The best defense is a good offense, and you are encouraged to monitor traffic to clusters launched by the user. You may want to explore turning on [VPC flow logs](https://aws.amazon.com/blogs/aws/vpc-flow-logs-log-and-view-network-traffic-flows/) and [CloudWatch alarms](http://docs.aws.amazon.com/AmazonCloudWatch/latest/DeveloperGuide/AlarmThatSendsEmail.html) for suspicious activity.

### Delegate Elastic MapReduce and CloudFormation authorites to the new IAM user (administrator)

The new IAM user still needs sufficient privileges to use Elastic MapReduce.

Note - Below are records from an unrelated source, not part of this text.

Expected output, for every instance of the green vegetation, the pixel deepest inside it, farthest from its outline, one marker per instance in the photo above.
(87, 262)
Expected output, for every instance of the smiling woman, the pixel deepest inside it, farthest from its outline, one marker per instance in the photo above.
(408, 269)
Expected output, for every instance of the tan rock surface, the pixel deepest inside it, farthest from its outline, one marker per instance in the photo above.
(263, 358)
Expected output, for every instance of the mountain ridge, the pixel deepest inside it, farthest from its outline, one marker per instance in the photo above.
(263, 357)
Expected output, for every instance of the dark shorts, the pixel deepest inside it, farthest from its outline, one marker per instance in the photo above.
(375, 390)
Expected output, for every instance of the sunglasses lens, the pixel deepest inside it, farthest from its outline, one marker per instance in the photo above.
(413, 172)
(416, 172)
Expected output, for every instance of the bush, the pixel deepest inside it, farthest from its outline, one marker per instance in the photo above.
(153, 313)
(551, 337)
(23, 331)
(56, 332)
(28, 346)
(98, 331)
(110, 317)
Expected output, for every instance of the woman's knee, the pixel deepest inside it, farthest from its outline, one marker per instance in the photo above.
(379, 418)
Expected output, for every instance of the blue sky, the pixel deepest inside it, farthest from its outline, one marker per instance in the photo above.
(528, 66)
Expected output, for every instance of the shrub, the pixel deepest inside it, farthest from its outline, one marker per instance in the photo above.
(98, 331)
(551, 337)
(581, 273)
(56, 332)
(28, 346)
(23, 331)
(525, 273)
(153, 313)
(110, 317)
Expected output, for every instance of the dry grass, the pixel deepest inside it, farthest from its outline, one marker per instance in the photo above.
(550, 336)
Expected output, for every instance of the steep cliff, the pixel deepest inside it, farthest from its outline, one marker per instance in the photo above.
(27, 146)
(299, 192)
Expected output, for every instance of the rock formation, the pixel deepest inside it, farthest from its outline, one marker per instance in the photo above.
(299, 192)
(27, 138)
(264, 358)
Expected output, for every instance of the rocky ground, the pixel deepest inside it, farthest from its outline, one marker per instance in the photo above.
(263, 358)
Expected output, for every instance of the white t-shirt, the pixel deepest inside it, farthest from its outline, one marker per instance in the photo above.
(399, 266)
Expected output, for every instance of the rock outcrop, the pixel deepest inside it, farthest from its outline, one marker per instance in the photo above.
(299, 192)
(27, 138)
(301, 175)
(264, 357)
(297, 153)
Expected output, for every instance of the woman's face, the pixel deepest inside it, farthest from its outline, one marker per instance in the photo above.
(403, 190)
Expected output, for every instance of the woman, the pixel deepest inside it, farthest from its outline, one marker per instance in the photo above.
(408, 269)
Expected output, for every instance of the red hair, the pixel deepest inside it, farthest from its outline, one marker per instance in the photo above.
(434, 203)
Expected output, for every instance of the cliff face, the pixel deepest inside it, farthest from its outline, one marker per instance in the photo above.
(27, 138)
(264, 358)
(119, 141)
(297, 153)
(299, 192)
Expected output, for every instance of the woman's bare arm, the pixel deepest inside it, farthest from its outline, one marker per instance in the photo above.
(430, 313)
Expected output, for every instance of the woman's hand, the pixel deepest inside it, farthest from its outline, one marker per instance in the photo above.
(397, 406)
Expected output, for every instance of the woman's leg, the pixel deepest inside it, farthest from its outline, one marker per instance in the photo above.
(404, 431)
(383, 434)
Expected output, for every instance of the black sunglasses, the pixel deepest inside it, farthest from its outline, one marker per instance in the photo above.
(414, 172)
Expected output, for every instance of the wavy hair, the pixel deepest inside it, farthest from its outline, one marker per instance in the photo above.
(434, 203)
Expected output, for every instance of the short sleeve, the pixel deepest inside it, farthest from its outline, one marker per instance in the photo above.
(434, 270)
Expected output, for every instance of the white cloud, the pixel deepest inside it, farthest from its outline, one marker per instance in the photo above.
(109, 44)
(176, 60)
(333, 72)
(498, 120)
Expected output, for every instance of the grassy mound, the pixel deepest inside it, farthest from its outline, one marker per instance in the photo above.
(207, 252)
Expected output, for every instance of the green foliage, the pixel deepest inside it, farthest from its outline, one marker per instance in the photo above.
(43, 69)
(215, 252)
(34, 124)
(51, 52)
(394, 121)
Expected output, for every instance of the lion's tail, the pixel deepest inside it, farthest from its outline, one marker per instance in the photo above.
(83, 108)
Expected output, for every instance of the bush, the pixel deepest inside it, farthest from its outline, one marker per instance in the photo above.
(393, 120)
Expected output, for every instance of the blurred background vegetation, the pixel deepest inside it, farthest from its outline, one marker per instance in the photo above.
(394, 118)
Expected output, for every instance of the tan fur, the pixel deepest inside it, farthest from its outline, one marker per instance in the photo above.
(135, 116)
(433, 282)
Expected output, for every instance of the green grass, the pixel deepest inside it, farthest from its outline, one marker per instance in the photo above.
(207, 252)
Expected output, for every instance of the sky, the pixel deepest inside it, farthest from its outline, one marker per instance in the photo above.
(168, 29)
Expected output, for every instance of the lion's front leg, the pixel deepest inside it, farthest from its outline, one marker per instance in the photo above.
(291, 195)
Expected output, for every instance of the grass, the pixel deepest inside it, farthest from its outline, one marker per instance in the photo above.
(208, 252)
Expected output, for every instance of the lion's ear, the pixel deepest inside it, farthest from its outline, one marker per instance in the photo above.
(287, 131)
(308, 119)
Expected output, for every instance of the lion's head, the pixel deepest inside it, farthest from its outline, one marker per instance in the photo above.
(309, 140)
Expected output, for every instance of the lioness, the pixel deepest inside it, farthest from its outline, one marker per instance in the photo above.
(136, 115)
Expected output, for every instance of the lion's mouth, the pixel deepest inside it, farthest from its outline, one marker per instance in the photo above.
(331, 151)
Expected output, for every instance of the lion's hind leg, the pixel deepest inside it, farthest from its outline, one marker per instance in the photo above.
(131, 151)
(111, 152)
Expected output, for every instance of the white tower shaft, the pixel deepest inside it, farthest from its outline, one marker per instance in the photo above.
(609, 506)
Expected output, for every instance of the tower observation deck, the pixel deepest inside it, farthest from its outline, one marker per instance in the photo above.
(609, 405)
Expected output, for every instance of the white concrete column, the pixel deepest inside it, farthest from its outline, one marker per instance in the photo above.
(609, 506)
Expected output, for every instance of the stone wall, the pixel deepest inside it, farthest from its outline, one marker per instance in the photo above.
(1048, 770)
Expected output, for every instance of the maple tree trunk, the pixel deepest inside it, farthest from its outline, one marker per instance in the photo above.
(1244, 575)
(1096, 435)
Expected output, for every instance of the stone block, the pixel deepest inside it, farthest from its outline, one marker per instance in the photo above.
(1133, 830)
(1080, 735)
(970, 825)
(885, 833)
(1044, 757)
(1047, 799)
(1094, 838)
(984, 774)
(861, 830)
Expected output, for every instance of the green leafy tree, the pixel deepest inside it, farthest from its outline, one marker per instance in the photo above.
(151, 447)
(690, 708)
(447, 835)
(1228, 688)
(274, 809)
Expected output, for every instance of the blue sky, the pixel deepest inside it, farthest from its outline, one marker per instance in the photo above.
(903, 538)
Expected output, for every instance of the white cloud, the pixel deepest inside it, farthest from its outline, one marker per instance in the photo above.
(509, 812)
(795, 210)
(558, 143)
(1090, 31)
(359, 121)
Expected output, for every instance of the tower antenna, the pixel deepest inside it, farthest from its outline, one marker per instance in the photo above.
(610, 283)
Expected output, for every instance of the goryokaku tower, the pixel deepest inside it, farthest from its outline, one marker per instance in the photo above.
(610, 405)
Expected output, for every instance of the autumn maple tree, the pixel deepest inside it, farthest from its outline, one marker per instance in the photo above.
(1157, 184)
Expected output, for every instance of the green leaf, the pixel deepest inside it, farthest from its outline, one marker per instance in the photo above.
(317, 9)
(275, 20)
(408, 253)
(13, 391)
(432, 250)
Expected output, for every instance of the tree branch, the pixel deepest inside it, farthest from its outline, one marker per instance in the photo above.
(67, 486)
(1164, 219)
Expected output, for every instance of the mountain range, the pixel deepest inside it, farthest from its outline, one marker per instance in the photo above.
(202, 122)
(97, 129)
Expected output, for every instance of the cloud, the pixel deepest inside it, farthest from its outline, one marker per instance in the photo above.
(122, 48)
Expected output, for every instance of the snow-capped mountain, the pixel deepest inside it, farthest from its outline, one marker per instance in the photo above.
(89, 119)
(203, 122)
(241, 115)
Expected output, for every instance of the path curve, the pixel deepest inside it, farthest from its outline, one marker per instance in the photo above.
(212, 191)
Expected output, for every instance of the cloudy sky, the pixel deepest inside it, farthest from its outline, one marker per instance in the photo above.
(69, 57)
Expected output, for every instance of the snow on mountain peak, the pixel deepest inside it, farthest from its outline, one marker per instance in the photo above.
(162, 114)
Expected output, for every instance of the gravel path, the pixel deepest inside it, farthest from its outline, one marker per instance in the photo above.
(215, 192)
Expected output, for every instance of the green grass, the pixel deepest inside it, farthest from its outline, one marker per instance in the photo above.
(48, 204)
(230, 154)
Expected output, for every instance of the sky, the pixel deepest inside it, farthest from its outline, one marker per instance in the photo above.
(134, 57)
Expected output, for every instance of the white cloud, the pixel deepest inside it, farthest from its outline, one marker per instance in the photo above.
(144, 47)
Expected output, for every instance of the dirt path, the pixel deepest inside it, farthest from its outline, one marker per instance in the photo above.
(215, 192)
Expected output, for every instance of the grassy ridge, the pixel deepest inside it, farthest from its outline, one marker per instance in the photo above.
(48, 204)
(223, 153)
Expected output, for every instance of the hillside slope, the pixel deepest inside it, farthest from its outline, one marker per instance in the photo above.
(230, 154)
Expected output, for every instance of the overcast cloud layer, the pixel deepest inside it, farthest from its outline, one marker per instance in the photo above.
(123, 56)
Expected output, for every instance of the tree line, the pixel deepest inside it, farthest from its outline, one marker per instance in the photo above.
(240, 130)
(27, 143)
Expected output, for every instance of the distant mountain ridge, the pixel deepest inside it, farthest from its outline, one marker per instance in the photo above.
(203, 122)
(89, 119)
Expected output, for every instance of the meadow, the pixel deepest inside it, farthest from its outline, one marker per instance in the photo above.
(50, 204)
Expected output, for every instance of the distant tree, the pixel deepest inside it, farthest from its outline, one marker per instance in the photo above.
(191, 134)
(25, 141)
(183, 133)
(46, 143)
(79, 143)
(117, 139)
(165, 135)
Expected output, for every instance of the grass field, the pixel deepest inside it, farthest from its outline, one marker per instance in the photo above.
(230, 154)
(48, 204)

1. Return to the [AWS Console](https://aws.amazon.com/console/), again click **Identity and Access Management**, but now click **Policies** on the left sidebar.
2. Click **Create Policy**, then select **Create Your Own Policy**. (You may need to click **Get Started** first.)
    1. Under **Policy Name**, enter "UseExistingEMRRoles".
    2. Under **Policy Document**, paste the following.

            {
                "Version": "2012-10-17",
                "Statement": [
                    {
                        "Effect": "Allow",
                        "Action": [
                             "iam:GetInstanceProfile",
                             "iam:GetRole",
                             "iam:PassRole"
                        ],
                        "Resource": "*"
                    }
                ]
            }

    3. Click **Create Policy**.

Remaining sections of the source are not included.